Levantamento do Departamento Intersindical de Estatística e Estudos Socioeconômicos (Dieese) aponta que o salário mínimo necessário para manter uma família composta por dois adultos e duas crianças seria de R$ 8.110,92 mensais. O valor divulgado pela entidade contrasta com o piso nacional vigente, de R$ 1.621, mostrando a distância entre o salário oficial e o custo estimado para cobrir despesas básicas.
O estudo, elaborado com base em informações da Companhia Nacional de Abastecimento (Conab), destaca que a alta dos preços dos alimentos segue pressionando o orçamento das famílias. Em junho, a cesta básica aumentou de preço em 17 das 27 capitais pesquisadas.
Peso da alimentação no orçamento
Após o desconto de 7,5% destinado à Previdência Social, quem recebe um salário mínimo comprometeu em média 52,02% da renda líquida apenas com a compra dos alimentos que compõem a cesta básica. O custo médio dessa cesta chegou a R$ 779,95, com alta de 8,69% nos últimos 12 meses.
Tempo de trabalho necessário para comprar a cesta
O Dieese também calcula quantas horas de trabalho são necessárias para a aquisição somente dos alimentos essenciais. Em junho, a média nacional foi de 105 horas e 51 minutos.
Nas capitais onde o tempo exigido foi maior, registraram-se os seguintes valores:
- São Paulo (SP): 131 horas e 2 minutos;
- Cuiabá (MT): 127 horas e 17 minutos;
- Rio de Janeiro (RJ): 124 horas e 59 minutos;
- Florianópolis (SC): 124 horas e 39 minutos;
- Porto Alegre (RS): 120 horas e 44 minutos;
- Campo Grande (MS): 114 horas e 50 minutos;
- Vitória (ES): 114 horas e 33 minutos;
- Curitiba (PR): 114 horas e 23 minutos;
- Belo Horizonte (MG): 112 horas e 12 minutos;
- Fortaleza (CE): 111 horas e 37 minutos.
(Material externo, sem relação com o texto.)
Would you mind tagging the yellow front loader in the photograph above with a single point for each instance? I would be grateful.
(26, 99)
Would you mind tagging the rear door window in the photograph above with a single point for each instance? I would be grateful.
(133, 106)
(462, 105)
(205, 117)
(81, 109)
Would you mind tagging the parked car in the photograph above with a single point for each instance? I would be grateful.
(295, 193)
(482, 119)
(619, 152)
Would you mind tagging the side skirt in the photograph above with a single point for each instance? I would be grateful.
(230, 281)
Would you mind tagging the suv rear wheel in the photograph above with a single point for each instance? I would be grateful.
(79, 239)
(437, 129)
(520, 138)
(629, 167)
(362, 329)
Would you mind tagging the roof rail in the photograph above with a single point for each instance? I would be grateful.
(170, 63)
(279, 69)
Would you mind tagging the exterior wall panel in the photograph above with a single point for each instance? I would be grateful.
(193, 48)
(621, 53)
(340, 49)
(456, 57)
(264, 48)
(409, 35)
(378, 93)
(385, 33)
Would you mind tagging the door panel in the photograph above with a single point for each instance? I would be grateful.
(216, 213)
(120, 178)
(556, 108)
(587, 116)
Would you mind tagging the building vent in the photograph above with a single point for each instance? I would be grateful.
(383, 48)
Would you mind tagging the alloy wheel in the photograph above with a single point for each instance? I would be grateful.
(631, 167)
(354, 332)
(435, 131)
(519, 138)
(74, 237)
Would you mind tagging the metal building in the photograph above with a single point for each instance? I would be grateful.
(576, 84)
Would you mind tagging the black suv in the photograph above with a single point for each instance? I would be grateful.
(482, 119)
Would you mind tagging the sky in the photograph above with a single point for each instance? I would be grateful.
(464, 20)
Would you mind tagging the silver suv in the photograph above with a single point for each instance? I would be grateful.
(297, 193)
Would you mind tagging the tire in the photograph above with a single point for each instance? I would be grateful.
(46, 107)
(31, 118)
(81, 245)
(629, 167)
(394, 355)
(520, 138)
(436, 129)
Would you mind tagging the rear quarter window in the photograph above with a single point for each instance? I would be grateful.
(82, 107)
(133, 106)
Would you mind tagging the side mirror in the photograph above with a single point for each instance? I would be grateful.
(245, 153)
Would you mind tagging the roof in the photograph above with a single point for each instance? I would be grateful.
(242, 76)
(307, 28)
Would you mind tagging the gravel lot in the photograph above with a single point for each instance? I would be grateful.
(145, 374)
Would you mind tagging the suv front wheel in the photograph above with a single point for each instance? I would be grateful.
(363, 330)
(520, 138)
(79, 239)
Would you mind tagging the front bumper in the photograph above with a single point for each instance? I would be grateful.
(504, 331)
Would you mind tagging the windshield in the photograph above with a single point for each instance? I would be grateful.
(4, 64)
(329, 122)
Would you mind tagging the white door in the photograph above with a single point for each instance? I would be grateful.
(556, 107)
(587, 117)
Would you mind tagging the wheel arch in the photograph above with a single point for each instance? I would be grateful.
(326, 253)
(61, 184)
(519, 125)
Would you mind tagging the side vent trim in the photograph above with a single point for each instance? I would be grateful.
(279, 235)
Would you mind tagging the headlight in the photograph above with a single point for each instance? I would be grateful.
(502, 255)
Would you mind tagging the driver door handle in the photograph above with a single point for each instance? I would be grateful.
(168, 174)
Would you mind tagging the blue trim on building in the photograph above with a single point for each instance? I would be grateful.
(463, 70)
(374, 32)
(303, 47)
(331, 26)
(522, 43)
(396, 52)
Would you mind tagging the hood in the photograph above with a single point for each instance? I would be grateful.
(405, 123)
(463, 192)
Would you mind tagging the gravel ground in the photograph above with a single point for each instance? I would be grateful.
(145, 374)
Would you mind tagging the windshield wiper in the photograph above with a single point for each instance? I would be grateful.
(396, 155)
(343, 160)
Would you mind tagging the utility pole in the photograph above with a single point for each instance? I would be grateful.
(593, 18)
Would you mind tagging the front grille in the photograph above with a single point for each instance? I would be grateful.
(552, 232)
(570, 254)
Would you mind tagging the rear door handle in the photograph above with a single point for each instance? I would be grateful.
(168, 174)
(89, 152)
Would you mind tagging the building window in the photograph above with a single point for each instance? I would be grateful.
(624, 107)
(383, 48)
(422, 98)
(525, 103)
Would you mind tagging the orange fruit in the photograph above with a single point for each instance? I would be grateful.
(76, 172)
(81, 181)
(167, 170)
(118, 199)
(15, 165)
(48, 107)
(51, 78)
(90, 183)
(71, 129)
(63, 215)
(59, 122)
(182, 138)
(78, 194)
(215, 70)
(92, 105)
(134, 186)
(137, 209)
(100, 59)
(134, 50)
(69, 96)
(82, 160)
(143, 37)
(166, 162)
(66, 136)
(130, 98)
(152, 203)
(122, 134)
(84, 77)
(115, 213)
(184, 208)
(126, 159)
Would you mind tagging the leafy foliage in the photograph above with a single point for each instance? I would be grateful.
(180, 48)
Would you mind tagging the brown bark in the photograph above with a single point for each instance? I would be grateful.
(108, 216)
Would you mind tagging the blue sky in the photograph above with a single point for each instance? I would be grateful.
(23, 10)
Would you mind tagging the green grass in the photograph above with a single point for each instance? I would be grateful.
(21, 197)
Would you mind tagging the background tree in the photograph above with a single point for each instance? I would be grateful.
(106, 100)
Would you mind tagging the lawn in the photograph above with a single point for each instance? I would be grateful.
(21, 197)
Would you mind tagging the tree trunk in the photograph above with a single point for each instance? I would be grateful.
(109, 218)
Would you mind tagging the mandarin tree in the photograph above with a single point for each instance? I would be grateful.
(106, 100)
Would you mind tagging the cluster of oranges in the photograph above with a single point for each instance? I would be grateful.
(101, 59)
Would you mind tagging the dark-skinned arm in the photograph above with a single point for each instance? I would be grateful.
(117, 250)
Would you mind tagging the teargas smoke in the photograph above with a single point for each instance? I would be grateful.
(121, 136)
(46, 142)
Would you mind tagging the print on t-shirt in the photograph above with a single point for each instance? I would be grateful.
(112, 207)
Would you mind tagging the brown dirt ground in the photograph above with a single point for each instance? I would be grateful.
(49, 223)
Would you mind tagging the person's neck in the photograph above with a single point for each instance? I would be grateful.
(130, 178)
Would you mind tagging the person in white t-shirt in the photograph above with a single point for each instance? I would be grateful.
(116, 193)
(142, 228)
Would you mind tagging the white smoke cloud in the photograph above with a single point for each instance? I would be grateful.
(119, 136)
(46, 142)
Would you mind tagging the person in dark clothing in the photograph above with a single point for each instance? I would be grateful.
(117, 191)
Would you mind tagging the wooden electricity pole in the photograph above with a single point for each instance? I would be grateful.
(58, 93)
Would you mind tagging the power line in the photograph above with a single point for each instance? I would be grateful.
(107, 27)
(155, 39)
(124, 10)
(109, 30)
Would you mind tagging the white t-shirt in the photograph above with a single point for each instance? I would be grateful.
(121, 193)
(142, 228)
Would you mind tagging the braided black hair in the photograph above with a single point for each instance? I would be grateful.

No outro extremo, Aracaju (SE) apresentou a menor jornada necessária, com 85 horas e 34 minutos.
Capitais com maiores e menores custos da cesta
São Paulo voltou a registrar a cesta básica mais cara do país, ao atingir R$ 965,47 em junho. Em seguida aparecem Cuiabá (R$ 937,93), Rio de Janeiro (R$ 920,94) e Florianópolis (R$ 918,42). Os menores valores foram observados em Aracaju (R$ 630,40), São Luís (R$ 654,73) e Maceió (R$ 671,41).
No acumulado de 12 meses, 26 das 27 capitais pesquisadas tiveram aumento no preço da cesta básica. As maiores elevações ocorreram em Cuiabá (14,71%), Aracaju (13,12%) e Belo Horizonte (12,52%). No primeiro semestre de 2026, todas as capitais registraram alta, com Fortaleza apresentando aumento de 21,48%.
Como o Dieese calcula o salário mínimo necessário
Segundo a entidade, o cálculo segue os parâmetros previstos na Constituição Federal, considerando que o salário mínimo deve suprir necessidades básicas relacionadas a alimentação, moradia, saúde, educação, vestuário, higiene, transporte, lazer e previdência social. Para estimar o valor, o Dieese toma como referência a cesta básica mais cara entre as capitais pesquisadas e projeta o orçamento mensal de uma família formada por dois adultos e duas crianças.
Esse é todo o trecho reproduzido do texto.